Com o poder sobre sua vida retomado, Maria já planeja sonhos para o seu futuro:
“Agora é cuidar da minha saúde, como já estou cuidando, e sair um pouco, viajar, né? Sou doida para conhecer o Rio de Janeiro”, diz Maria Raimunda.
As histórias de mulheres que foram resgatadas do trabalho escravo doméstico
Um vídeo mostra o momento em que Ângela Maria da Silva, de 60 anos, e Fátima Aparecida Ribeiro, de 54 anos, sentiram que a vida podia ser melhor depois de serem resgatadas de casas onde trabalharam por décadas em condições análogas à escravidão (veja acima).
Foram os vizinhos que denunciaram a situação das duas mulheres para o Ministério do trabalho.
“Tinha gente que falava: Ângela, não é normal o que eles estão fazendo com você, mas eu não entendia nada direito”, afirma a trabalhadora resgatada.
Fátima chegou na casa onde foi resgatada, em Belo Horizonte, quando era uma adolescente órfã de pai e mãe.
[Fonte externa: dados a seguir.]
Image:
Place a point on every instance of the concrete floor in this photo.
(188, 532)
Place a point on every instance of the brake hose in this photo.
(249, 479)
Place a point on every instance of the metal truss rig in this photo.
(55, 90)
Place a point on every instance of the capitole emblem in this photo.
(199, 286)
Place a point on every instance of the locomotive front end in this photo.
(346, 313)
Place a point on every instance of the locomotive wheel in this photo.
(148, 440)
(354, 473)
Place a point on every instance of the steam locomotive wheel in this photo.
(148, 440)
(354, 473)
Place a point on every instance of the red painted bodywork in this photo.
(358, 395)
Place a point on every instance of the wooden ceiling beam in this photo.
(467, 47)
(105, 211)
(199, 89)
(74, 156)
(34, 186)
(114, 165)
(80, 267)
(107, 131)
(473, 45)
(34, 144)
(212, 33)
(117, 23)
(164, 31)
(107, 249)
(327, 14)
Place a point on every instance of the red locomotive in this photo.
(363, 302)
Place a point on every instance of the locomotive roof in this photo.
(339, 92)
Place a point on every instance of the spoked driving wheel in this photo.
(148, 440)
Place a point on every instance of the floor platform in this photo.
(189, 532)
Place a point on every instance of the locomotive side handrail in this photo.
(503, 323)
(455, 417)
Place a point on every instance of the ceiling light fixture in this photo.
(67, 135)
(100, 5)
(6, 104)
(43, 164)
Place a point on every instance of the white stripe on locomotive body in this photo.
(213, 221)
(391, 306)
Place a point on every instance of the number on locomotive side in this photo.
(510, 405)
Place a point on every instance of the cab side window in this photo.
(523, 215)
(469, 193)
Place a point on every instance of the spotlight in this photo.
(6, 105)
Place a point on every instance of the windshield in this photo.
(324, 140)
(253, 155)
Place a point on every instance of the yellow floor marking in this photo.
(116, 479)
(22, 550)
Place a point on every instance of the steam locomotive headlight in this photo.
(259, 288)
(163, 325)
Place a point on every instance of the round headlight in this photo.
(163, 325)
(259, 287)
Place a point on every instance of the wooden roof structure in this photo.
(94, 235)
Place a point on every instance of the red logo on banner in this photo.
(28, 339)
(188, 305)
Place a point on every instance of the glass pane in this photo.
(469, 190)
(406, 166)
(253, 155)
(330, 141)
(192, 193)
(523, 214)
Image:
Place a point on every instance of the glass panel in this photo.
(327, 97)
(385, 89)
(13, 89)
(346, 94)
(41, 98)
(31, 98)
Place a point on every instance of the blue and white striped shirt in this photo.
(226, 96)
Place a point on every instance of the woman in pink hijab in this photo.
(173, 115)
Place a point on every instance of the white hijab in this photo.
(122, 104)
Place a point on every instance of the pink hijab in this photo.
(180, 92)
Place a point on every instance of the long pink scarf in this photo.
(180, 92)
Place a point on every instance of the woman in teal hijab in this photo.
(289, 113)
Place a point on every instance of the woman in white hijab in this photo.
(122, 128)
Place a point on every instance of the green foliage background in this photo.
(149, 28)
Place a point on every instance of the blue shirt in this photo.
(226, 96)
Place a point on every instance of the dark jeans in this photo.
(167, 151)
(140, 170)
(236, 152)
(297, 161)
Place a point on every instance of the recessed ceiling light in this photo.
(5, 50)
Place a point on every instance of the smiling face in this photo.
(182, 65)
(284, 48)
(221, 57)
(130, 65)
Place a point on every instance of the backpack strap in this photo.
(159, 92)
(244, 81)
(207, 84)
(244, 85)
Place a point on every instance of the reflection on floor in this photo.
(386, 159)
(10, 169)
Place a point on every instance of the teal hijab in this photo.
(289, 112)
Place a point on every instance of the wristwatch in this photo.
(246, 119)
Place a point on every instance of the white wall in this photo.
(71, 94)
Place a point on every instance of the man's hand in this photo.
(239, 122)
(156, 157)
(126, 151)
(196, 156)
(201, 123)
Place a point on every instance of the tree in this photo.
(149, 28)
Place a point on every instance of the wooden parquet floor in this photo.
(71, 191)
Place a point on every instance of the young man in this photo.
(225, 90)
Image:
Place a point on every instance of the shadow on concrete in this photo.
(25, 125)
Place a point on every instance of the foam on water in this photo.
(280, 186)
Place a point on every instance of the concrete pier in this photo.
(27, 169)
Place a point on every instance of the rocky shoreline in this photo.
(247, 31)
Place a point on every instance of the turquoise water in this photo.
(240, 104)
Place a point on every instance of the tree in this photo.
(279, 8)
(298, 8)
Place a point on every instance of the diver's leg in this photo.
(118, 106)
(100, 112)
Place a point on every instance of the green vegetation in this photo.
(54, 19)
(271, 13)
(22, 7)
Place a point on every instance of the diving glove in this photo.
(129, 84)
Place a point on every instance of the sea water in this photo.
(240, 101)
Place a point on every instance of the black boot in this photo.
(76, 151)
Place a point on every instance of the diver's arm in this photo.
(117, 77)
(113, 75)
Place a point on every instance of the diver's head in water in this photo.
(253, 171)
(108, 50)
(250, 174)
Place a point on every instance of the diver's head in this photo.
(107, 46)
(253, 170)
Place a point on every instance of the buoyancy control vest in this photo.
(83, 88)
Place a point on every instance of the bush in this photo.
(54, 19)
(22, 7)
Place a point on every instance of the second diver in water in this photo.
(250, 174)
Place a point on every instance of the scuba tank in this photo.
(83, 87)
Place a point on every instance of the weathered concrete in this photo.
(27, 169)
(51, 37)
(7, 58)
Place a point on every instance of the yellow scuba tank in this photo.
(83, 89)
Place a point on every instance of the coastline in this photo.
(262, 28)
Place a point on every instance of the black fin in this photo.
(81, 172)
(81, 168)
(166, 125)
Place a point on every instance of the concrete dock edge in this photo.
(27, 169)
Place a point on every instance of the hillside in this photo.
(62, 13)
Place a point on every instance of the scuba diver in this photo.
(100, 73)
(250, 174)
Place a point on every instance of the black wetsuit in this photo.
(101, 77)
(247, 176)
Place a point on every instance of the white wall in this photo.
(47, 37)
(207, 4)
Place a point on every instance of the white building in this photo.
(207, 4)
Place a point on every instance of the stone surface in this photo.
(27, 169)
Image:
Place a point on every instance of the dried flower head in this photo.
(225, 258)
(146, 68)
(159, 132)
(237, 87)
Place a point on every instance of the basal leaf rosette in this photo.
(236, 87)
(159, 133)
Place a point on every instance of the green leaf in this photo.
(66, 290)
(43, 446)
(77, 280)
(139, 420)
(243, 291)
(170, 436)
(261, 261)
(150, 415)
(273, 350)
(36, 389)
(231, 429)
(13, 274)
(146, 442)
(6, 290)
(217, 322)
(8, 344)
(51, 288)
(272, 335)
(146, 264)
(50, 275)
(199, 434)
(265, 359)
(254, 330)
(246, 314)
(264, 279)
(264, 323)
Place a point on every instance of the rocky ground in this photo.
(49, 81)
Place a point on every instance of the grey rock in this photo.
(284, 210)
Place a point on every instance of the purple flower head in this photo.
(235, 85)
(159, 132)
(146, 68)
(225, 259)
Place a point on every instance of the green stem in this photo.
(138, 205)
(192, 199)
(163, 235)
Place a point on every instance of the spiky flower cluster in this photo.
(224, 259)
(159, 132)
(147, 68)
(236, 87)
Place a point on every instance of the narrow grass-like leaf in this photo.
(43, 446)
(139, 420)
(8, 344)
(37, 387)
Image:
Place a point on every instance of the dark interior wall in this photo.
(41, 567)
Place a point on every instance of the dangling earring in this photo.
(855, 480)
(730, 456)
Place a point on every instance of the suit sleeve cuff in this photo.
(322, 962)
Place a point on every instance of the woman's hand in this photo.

A promessa da família era dar oportunidade de estudo, mas, na prática, Fátima virou uma empregada, só que sem salário.
“Nunca tive quarto, não. Deitava no chão da sala em um forrinho. Demorei para acostumar com a cama”, conta Fátima.
“Há um discurso por parte do da família empregadora, de que essas mulheres são como se fossem da família e, com o pretexto desse discurso, sonega dessas trabalhadoras direitos trabalhistas básicos, mas quando se observa, elas não vivem como um membro da família, estão alojadas em quartos precários, com condições precárias de subsistência”, diz Paulo Gonçalves Velozo, procurador do Trabalho/MG.
Hoje, as duas vivem em uma casa em Uberlândia que virou alternativa para receber empregadas domésticas que foram resgatadas pelo Ministério do trabalho. As duas hoje desejam investir nos estudos. Enquanto Fátima aprende a ler e a escrever, Ângela já sonha com voos maiores:
“Quero estudar, fazer uma faculdade”, diz Ângela.
A Justiça já determinou que as 2 trabalhadoras recebam os salários que nunca foram pagos, além de indenização por todas as situações degradantes e de violência que foram submetidas. Os antigos patrões morreram e os advogados das famílias recorreram e aguardam um novo julgamento.
A reportagem procurou a família da antiga patroa de Fátima, mas não obteve resposta até o fechamento da reportagem. No caso de Ângela, o escritório que representa a família não respondeu aos nossos questionamentos.